By Robert Appleton
From the Nov/Dec 2015 issue of ethikos
The Department of Justice (DOJ) recently released a potential game changing enforcement policy on September 9, 2015 called “Individual Accountability for Corporate Wrongdoing” (The Yates Memo). The Memo, publicized broadly, is receiving unprecedented attention and significant concern, and with good reason. While not entirely new in many aspects, the Yates Memo clarifies and re-emphasizes the DOJ’s enhanced focus on holding corporate executives accountable for corporate wrongdoing in both criminal and civil cases. Under the Yates Memo, two new aspects of the policy have potentially profound implications. First, prosecutors can no longer recommend that the company receive any “credit” in the form of reduced penalties for cooperation unless the corporation turns over all information on everybody in the company that may have participated in wrongdoing. Second, prosecutors are required to prosecute all individual employees where there is sufficient evidence to do so.
In the past, the DOJ has routinely agreed to settle cases of corporate wrongdoing by requiring the organizations to pay fines, change their business practices, and sometimes agree to a corporate monitor and/or terminate the wrongdoer. At the same time, the DOJ had generally not pursued actual prosecutions against individuals except in egregious instances of fraudulent or corrupt conduct. In some cases, DOJ has historically used the carrot of foregoing individual prosecutions as an incentive for the company to pay big fines. In short: The corporations paid and the individuals skated. No more.

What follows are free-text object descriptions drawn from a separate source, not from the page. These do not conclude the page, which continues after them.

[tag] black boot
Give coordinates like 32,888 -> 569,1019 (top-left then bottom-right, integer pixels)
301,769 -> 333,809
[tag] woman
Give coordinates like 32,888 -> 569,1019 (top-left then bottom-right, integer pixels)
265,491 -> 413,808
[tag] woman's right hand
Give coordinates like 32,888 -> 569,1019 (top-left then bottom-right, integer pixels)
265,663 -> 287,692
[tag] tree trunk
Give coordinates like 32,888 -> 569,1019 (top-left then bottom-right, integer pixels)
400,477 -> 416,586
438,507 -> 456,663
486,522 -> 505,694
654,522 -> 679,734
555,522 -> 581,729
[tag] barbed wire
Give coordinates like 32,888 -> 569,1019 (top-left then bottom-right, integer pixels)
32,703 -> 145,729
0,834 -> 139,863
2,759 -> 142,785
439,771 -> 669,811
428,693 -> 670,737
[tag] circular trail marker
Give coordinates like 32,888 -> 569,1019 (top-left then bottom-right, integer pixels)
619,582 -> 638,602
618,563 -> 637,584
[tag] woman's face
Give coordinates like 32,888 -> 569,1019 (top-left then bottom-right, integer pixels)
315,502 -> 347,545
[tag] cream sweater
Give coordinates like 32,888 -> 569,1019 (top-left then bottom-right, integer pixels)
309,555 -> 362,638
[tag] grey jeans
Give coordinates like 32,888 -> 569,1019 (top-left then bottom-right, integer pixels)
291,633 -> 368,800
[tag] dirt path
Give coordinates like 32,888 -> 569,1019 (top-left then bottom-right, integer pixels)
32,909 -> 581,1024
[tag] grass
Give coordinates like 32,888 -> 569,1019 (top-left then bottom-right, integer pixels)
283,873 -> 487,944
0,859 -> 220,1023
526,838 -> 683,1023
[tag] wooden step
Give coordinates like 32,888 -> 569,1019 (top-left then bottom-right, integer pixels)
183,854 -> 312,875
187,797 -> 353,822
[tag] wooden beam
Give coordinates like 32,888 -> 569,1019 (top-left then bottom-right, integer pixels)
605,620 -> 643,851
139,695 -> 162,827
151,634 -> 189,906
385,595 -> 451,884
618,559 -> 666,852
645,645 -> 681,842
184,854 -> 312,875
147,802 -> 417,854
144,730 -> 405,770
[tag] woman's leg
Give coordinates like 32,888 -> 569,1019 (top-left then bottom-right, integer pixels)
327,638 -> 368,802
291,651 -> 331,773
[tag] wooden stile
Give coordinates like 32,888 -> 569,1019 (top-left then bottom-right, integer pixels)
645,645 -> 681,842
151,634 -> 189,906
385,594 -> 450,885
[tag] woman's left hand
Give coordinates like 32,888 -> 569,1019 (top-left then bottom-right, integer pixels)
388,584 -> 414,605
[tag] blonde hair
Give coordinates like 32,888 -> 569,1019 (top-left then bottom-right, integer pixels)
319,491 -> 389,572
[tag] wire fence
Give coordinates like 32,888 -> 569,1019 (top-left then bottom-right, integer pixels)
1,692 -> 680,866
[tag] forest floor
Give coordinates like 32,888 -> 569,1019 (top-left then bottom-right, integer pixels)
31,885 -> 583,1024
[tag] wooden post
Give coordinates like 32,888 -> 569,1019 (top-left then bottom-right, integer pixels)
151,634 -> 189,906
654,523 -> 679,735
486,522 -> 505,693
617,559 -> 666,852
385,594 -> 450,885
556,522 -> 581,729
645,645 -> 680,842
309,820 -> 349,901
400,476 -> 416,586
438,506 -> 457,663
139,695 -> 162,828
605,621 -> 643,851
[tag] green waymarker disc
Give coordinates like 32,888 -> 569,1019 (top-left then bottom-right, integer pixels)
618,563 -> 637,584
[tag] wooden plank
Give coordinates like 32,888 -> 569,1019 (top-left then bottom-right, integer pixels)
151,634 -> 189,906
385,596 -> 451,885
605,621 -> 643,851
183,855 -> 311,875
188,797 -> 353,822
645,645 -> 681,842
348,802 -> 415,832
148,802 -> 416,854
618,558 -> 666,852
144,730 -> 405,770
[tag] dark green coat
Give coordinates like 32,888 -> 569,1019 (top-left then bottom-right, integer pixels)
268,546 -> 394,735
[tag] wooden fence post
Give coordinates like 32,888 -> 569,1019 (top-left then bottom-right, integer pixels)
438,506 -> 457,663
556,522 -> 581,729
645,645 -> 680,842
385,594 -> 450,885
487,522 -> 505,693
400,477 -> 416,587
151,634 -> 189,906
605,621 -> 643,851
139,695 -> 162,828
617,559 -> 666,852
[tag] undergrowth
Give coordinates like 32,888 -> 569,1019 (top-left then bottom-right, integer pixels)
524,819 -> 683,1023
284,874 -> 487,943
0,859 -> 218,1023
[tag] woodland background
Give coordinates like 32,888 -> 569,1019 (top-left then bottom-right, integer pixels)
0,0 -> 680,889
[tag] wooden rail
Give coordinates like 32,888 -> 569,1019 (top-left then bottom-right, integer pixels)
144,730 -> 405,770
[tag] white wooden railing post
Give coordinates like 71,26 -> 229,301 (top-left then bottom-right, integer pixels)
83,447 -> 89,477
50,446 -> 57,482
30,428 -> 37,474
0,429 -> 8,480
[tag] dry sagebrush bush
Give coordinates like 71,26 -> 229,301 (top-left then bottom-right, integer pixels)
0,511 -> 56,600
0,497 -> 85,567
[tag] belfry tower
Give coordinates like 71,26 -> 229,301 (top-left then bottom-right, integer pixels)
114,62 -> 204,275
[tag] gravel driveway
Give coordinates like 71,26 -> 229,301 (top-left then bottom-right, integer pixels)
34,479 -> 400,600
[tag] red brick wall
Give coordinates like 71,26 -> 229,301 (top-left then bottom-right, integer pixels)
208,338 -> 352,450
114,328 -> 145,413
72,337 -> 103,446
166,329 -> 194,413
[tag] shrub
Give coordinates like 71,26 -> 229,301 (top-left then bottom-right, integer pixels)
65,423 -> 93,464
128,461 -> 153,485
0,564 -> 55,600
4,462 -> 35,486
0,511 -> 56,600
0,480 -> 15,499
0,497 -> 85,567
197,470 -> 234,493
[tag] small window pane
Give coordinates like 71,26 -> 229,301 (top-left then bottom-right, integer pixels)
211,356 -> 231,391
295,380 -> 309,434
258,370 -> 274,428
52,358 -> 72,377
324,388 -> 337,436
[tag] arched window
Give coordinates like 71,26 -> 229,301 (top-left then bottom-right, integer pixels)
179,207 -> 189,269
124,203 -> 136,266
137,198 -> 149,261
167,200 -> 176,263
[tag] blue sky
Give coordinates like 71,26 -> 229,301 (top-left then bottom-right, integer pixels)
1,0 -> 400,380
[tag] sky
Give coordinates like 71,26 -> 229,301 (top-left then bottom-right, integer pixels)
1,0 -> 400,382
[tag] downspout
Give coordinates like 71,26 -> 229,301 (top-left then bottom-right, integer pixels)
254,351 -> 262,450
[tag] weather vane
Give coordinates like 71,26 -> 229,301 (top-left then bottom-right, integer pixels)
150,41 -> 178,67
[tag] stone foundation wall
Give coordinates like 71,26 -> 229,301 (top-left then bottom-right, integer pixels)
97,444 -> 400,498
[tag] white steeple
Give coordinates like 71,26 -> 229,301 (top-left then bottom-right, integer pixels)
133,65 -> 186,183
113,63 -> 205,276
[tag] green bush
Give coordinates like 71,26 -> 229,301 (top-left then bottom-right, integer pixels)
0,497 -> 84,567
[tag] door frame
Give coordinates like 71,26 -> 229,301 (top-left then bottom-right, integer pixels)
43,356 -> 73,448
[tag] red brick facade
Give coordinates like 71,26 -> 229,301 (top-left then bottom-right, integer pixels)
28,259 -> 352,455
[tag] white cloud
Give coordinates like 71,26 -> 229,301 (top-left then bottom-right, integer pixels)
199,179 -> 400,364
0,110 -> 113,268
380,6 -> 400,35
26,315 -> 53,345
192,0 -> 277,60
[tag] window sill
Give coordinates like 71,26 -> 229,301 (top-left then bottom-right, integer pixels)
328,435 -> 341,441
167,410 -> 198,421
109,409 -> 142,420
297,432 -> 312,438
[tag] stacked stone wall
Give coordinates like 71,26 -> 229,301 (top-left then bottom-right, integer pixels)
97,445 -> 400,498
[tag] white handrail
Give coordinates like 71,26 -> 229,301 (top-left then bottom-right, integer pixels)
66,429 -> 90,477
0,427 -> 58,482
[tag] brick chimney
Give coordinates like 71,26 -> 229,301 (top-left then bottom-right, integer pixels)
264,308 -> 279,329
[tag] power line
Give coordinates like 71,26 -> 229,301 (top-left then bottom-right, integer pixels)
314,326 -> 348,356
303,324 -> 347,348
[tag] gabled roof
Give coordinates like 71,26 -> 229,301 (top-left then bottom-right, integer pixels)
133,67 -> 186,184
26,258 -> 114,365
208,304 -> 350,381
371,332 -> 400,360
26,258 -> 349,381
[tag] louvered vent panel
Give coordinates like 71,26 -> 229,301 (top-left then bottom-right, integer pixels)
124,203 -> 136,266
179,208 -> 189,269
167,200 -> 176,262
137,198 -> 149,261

The Yates Memo changes that standard and emphasizes that prosecutors should “seek accountability from the individuals who perpetrated the wrongdoing.” No longer will a company resolve its civil or criminal problems by terminating the wrongdoer. This means that investigations will take longer and involve more individual subjects and targets as prosecutors look at the role of everyone involved and try to find possible individuals to prosecute.
Clearly, the directive is for investigators to work these cases up the chain of command within an organization now, and evaluate what directors and officers, as well as senior management and involved employees knew, or reasonably should have known about a regulatory or criminal problem. Such individuals could be prosecuted under a “conscious avoidance” theory, popular among prosecutors to employ in cases where there is evidence of misconduct all around an official, but little immediately implicating her directly. The theory, recognized in the federal law, allows the government to “impute” knowledge to the senior official.
These requirements will no doubt cause the process, both internally, and externally with the DOJ, to become more adversarial, with savvy employees, officers and directors that find themselves being asked questions internally about alleged wrongdoing, thinking twice before they voluntarily submit to interviews within the company and turn over materials. Such concerns are valid because any information they disclose will now be turned over to the government. In this climate, these statements and evidence could be used against the official in an individual prosecution, and the officer or director will be faced with the unenviable choice of whether to put his or her job, or liberty, first. As such, prudent employees finding themselves the subject of inquiries will also quickly retain counsel.